= Plutonium Management and Disposition Agreement =

2000 nuclear agreement

The Plutonium Management and Disposition Agreement is an agreement between the United States and Russia signed in 2000, wherein both nations agreed to dispose of significant fractions of their "excess" (beyond what they need for their nuclear weapons) weapons-grade plutonium. An amended version was signed in April 2010 and went into effect in July 2011.

The US has about 90 tons of weapons-capable plutonium, while Russia has 128 tons. The US declared 60 tons as excess, while Russia declared 50 tons excess. The two sides agreed that each would eliminate 34 tons.

The agreement regulates the conversion of non-essential plutonium into mixed oxide (MOX) fuel used to produce electricity. Both sides were required to render 34 tons of weapons grade plutonium, into reactor grade plutonium alongside reaching the spent fuel standard, that is mixed with the other more highly irradiating products within spent fuel, making the plutonium relatively inaccessible and unattractive for weapons use.

In 2007, the US began constructing the Mixed Oxide Fuel Fabrication Facility (MFFF) on the Savannah River Site. For financial reasons, US president Barack Obama stopped construction of the MFFF in 2016 and proposed that the plutonium be diluted with non-radioactive material and disposed in the underground WIPP facility. However, the dilution could be reversed, and the material reconverted into weapons-grade plutonium.

By 2015, Russia was on track and had begun producing MOX fuel at its own MOX facility, for its fast reactor, the BN-800.

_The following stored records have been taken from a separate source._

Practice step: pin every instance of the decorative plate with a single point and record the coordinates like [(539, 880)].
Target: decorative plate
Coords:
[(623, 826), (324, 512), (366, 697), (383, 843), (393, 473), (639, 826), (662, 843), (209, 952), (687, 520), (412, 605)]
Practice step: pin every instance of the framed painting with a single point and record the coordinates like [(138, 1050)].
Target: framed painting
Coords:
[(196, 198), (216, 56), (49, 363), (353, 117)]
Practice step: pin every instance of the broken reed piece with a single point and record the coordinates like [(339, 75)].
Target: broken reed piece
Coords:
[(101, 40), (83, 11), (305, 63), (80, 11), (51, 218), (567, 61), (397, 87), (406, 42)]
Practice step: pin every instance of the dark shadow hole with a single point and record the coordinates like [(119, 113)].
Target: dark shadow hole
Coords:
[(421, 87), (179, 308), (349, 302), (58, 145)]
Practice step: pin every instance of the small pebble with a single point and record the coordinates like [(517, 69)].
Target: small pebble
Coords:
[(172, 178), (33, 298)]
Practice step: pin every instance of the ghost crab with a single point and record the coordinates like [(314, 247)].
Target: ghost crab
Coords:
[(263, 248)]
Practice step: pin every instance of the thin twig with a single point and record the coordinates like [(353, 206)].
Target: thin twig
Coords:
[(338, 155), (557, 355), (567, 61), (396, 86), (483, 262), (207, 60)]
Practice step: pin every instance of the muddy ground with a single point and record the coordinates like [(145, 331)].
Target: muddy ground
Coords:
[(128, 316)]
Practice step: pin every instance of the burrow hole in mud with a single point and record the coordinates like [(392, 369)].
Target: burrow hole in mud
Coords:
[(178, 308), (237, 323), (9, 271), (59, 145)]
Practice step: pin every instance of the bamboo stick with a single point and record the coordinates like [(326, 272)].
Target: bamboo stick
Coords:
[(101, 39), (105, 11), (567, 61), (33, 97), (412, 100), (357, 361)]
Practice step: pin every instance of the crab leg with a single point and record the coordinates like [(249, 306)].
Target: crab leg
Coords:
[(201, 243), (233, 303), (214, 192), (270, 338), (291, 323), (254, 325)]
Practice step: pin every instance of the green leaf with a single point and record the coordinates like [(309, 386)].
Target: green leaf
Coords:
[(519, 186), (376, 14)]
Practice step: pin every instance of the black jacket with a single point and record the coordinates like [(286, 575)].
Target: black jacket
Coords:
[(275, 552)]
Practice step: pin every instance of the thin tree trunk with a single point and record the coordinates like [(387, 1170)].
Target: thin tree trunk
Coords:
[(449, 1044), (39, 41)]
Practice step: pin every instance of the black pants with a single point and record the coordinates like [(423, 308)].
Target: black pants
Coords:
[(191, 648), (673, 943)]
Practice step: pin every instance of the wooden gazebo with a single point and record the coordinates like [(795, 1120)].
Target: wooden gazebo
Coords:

On October 3, 2016, Russian president Vladimir Putin ordered the agreement to be suspended because the US did not meet their obligations. In 2016, Sergey Kirienko, director general of Rosatom, stated that they had built their MOX plant for $136 million in 2.5 years.

In May 2018, Energy Secretary Rick Perry informed Congress he had effectively ended the about 70% complete MFFF project. Perry stated that the cost of a dilute and dispose approach to the plutonium will cost $20 billion, less than half of the remaining lifecycle cost of the MOX plant program ($49 billion).